For example in my database I have a field called "assigned_to", this contains the integer value of the user ID that the record is assigned to.
I want to configure accessRules() so that the users can only access their own records (when they are logged in) and not anybody elses.
Not sure if this is the best way to tackle the problem, but I would do something similar to the following in your view controller
public function accessRules()
{
return array(
array('allow',
'actions'=>array('show'),
'expression'=>$databaseModel->assigned_to==Yii::app()->user->id ? true : false,
),
array('deny', // deny all users
'users'=>array('*'),
),
);
}
OK I did that but it breaks the ‘authenticated’ users functionality.
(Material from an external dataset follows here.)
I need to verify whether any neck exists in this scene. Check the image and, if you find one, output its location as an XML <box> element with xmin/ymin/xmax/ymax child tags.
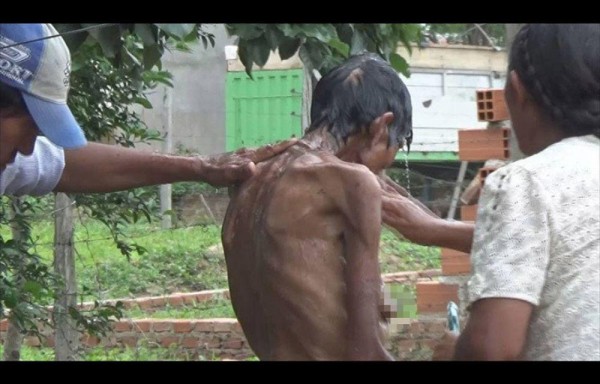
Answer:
<box><xmin>296</xmin><ymin>127</ymin><xmax>343</xmax><ymax>155</ymax></box>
Here is my code:
public function accessRules()
{
$model=Application::model()->findByPk($id);
return array(
array('allow',
'actions'=>array('list', 'view'),
'expression'=>$model->assigned_to==Yii::app()->user->id ? true : false,
),
array('allow',
'actions'=>array('admin'),
'users'=>array('@'),
),
array('deny',
'users'=>array('*'),
),
);
}
Where I try to access index.php?r=admin, the error message I get says: The requested page does not exist.
Anyone able to advise?
I think what’s happening is that $model is null on the ‘admin’ view. But it should ignore that really.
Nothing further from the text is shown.